According to the method for interpolating the water flux data, which is disclosed by the embodiment, due to the fact that the missing feature of any section of missing data in the flux data after the abnormal value elimination processing corresponding to the designated time section is extracted, and the missing feature of any section of missing data and the meteorological data after the correction processing are used for interpolating the section of missing data to obtain an interpolation result, the accuracy of the interpolation result is improved by adopting the method for interpolating the water flux data.
Referring to fig. 2, in this embodiment, there is also provided an apparatus for interpolating data of a water flux, including: at least one processor; and at least one memory communicatively coupled to the processor, wherein the memory stores program instructions executable by the processor, the processor invoking the program instructions to perform a method of carbon flux data interpolation as in the above-described embodiments.

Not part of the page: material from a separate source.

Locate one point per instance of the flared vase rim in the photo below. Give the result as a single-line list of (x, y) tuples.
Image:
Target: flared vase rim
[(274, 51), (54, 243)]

In the description of the present invention, it should be understood that the terms "first," "second," and the like are used for descriptive purposes only and are not to be construed as indicating or implying a relative importance or number of technical features indicated. Thus, a feature defining "a first" or "a second" may explicitly or implicitly include one or more such feature. In the description of the present invention, the meaning of "a plurality" is two or more, unless explicitly defined otherwise.

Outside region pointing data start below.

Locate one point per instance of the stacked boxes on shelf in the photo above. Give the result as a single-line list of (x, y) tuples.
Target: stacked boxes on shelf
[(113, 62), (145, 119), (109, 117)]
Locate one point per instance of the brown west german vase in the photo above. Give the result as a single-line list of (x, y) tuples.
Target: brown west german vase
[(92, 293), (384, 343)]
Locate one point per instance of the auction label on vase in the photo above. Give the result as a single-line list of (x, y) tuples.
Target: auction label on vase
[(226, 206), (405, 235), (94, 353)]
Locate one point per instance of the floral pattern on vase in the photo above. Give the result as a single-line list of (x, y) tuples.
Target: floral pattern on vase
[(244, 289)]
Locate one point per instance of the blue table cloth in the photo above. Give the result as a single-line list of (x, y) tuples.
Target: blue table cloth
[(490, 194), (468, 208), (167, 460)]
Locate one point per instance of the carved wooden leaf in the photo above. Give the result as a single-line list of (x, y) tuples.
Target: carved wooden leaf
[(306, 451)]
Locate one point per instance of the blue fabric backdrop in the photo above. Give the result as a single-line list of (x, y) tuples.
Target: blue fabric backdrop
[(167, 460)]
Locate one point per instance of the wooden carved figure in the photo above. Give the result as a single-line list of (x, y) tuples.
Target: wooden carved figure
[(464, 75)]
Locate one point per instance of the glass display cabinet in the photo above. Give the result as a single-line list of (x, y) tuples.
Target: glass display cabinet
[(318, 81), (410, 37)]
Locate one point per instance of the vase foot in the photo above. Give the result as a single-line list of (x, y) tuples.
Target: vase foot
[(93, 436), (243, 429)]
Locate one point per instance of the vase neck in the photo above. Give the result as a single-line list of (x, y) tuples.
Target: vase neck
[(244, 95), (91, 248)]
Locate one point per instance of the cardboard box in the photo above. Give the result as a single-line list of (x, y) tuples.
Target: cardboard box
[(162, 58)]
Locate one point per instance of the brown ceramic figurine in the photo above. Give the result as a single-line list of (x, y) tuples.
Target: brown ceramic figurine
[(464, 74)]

In the present invention, unless explicitly specified and limited otherwise, the terms "mounted," "connected," "secured," and the like are to be construed broadly, and may be, for example, fixedly connected, detachably connected, or integrally formed; can be mechanically or electrically connected; can be directly connected or indirectly connected through an intermediate medium; may be a communication between two elements or an interaction between two elements. The specific meaning of the above terms in the present invention can be understood by those of ordinary skill in the art according to the specific circumstances.
In the present invention, unless expressly stated or limited otherwise, a first feature is "on" or "under" a second feature, which may be in direct contact with the first and second features, or in indirect contact with the first and second features via an intervening medium. Moreover, a first feature "above," "over" and "on" a second feature may be a first feature directly above or obliquely above the second feature, or simply indicate that the first feature is higher in level than the second feature. The first feature being "under", "below" and "beneath" the second feature may be the first feature being directly under or obliquely below the second feature, or simply indicating that the first feature is level lower than the second feature.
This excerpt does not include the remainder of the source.